Discussing the Prosperity ‘Gospel’

Jesus spoke a lot about money, and He didnt’ usually have flattering things to say about it.either.  I led a discussion tonight about the Prosperity ‘Gospel’ in one of my classes at Union-PSCE.

Several of the other students made some very good points. One person brought up that the prosperity teaching is very me-focused whereas Jesus spoke a lot about community and loving others. Another student mentioned that the prosperity message acts as if only wealthy people are truly happy. She recounted experiences abroad where she had met many happy people who had very little.

Another person seconded this idea and pointed to wealthy people he knew that were miserable.

I was asked how I felt this message impacted American perceptions of the true Christian Gospel. I said that I believe it reflects national sins as well as problems within the church where many people are selfish and not aware of apostate teaching. This is because many Christians in America know very little about Scripture and just believe what the guy on the TV says is true. People are not taught to be discerning. Many so-called Christians in America are lazy. I don’t know if I can lay the blame for all of this at the feet of prosperity preachers. I believe it shows deep inner problems within our society and culture where the American Church is so easily enticed to idolatry. Maybe these voices merely bring out what is deep within us?

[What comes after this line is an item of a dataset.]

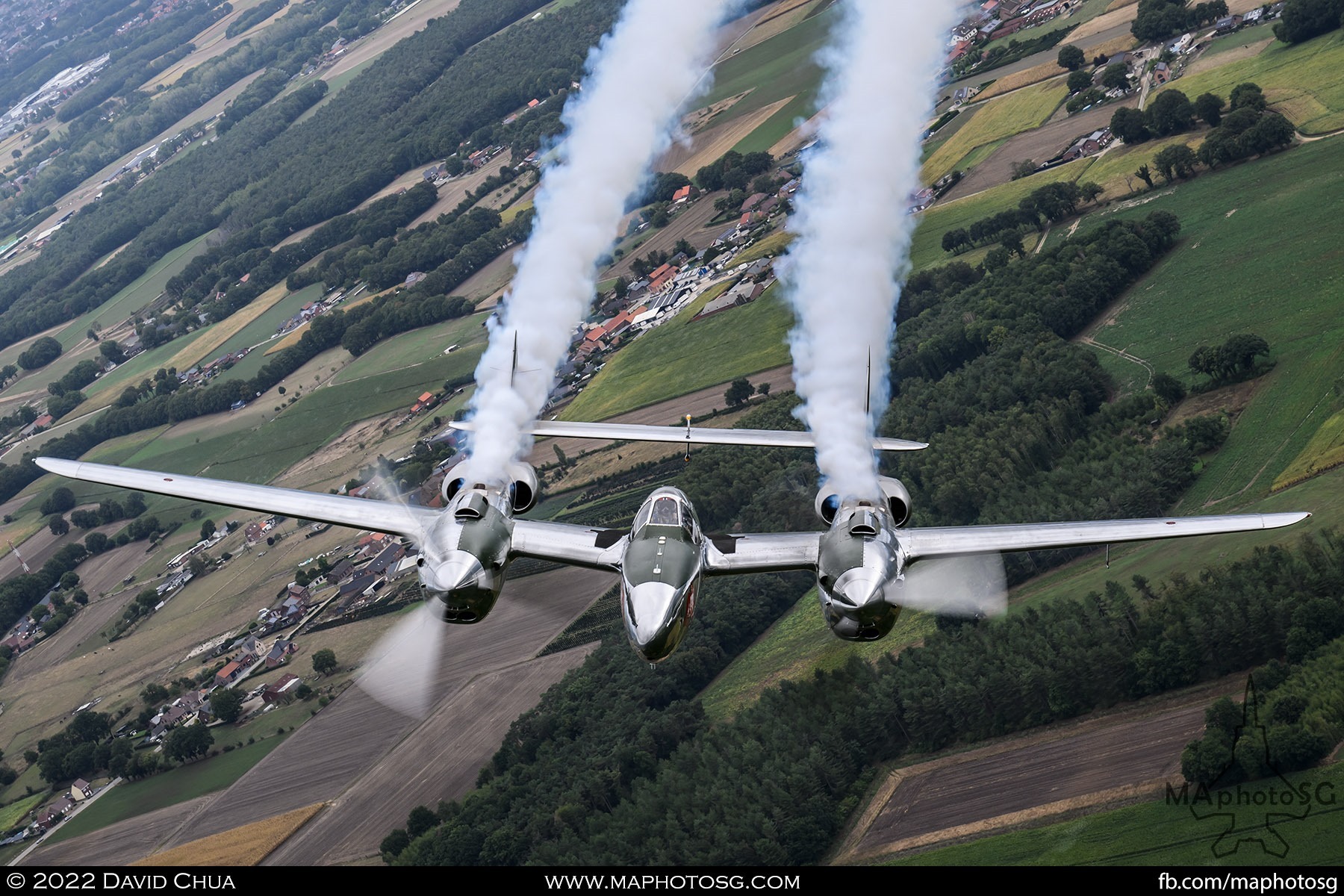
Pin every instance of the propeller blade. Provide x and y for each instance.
(403, 664)
(965, 586)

Professor Adams suggested that he can’t so easily give a pass to prosperity preachers regarding their culpability, especially for those in Third World countries that have fallen prey to their message. I guess I can see his point because my time in Kenya showed me that we have exported some of the worst parts of American Christianity to others parts of the world.

A female student defended Osteen saying that her grandparents love to listen to him. Her grandfather used to be an addict who is inspired by his positive message.

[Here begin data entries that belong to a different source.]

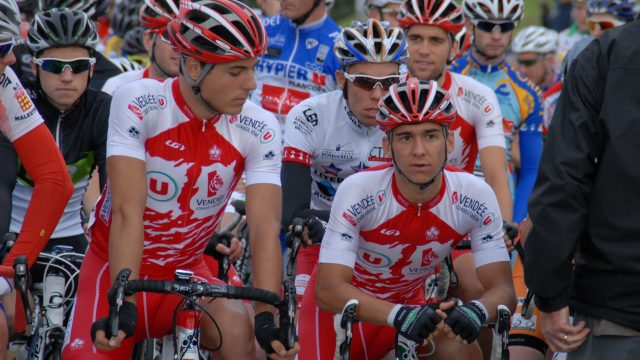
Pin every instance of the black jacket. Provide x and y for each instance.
(585, 205)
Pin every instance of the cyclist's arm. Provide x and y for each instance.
(264, 229)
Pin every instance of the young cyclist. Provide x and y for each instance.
(175, 151)
(332, 136)
(63, 42)
(520, 100)
(164, 60)
(389, 228)
(22, 131)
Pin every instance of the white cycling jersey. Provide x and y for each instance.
(394, 245)
(322, 133)
(18, 115)
(192, 167)
(113, 84)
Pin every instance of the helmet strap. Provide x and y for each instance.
(300, 21)
(424, 185)
(195, 84)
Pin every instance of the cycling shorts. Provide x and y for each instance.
(91, 304)
(525, 332)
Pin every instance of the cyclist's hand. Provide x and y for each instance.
(101, 332)
(268, 337)
(314, 229)
(234, 251)
(462, 321)
(417, 323)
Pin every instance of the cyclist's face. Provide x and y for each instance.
(364, 102)
(492, 43)
(165, 55)
(227, 86)
(429, 48)
(64, 89)
(419, 149)
(533, 66)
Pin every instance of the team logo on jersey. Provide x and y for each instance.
(23, 99)
(432, 233)
(161, 186)
(215, 183)
(214, 153)
(311, 43)
(349, 218)
(136, 111)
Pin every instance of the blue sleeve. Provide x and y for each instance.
(530, 134)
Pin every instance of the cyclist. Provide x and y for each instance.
(299, 62)
(331, 136)
(23, 132)
(384, 10)
(520, 100)
(389, 228)
(176, 149)
(164, 59)
(103, 68)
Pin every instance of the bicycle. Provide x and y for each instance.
(184, 342)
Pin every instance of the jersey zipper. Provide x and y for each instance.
(286, 86)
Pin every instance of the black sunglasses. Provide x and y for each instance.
(367, 82)
(57, 66)
(488, 26)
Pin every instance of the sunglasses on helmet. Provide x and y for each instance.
(5, 48)
(367, 82)
(488, 26)
(57, 66)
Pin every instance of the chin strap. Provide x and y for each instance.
(195, 85)
(299, 21)
(423, 185)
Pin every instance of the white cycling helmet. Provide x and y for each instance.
(536, 39)
(373, 42)
(499, 10)
(9, 20)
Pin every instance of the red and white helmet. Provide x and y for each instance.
(414, 102)
(445, 14)
(157, 14)
(218, 31)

I recognized the contribution of the positive and hopeful message preached by the prosperity preachers. They do encourage people to hope and strive to take practical steps to better their life. They have inspired people to change. But at the same time I asked, “What makes this different than listening to Oprah?” Where is Jesus in this gospel?

I did agree that the prosperity megachurches attract a diverse group of people. Many of them would never go to a mainline denomination church. They use media well and help people come to realize that God is not angry with them. One student pointed out that this mass appeal should not be used as a measuring stick if these ministers abandon the crux of the true Gospel in the process. It is true that just because something is popular that fact alone doesn’t make it right.

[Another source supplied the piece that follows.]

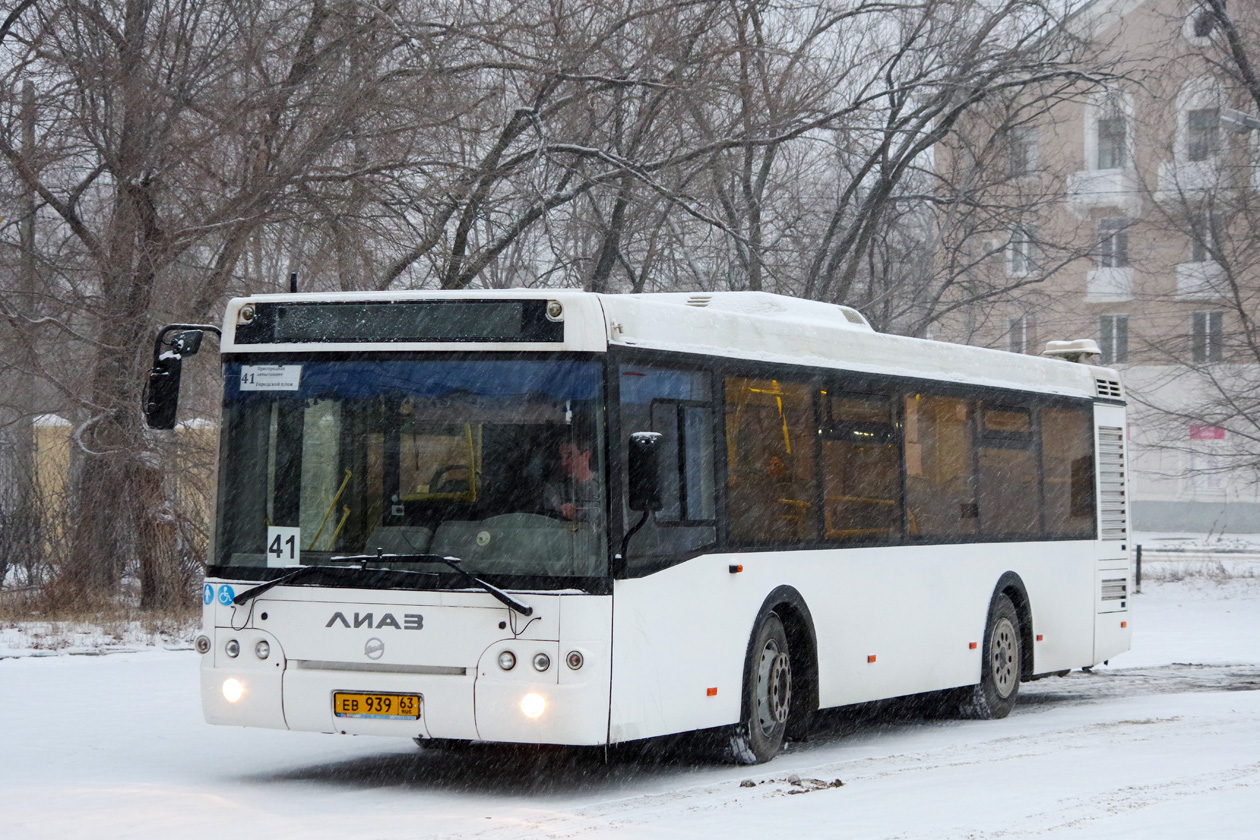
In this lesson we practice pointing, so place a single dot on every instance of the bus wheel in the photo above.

One of the biggest problems is how people consume the prosperity message. They hear the hope part but aren’t willing to live the life of faith required to realize God’s best. They want to see miracles without spending lot of time on their knees. They want a quick fix instead of a deep life of discipleship. But that is not necessarily how it works. Faith is birthed in the midst of trial, lament and suffering.

Our greatest freedom and blessing came through Jesus’ death on the cross. That was far from easy. Jesus had to endure incredible hardship for the joy that was set before Him. Why should it be any different for His followers? The fact that I don’t struggle every day to find food makes me wonder how strong my faith really is. I don’t want to glamorize poverity. But it is true that sometimes we experience God the most in times of material want not abundance.

Osteen pointed to Job in his book. In the end, Job received twice what he had lost. But he still had to go through almost 40 chapters of pain, questioning, petition, lament, weeping and suffering before receiving restoration and blessing.

While my class didn’t reach any firm conclusions, we did realize that the prosperity ‘gospel’ does have a few legitimate points to make to mainline churches. At the same time, it lacks a sense of perspective overlooking many contrary passage of Scripture. It is far from complete and can’t be treated as a formula that works every time. A lack of discernment has led many to be duped or abuse these teachings.

I think we should dialogue more on the topic and honestly discuss the merits and errors of the teaching based on Scripture, common sense thought and faith.

2 responses to “Discussing the Prosperity ‘Gospel’

  1. An important corrective I give to people who are enamored of prosperity preaching is 1 Corinthians 15:19 – “If for this life only we have hoped in Christ, we are of all people most to be pitied.”
    Prosperity preaching is firmly planted in this world and this life. Pity…

  2. Thank you for this article. This is one of the few well balanced articles concerning Prosperity Theology that I have read to date. Generally there either are scriptures hurled to support it or to refute it as opposed to looking at it a little deeper. I think both the prosperity theology as well as the poverty theology can be wrought with problems because they both can be highly individualistic.

    I am a proponent and an opponent of prosperity theology. I firmly believe that in God we will prosper; however, what the prosperity looks is debatable. I do not think prosperity always looks like a billion dollars, or the American dream etc. Traveling abroad, I have met many people who I would deem prosperous; however, they do not have a dime to their name.

    We as believers can not allow the term prosperity to be hijacked and taken to places it was never meant to be. Struggle with the text and continue to search to see what it looks like because even 3 John 1:2 states, “Beloved, I wish above all things that you may prosper and be in health, even as your soul prospers.”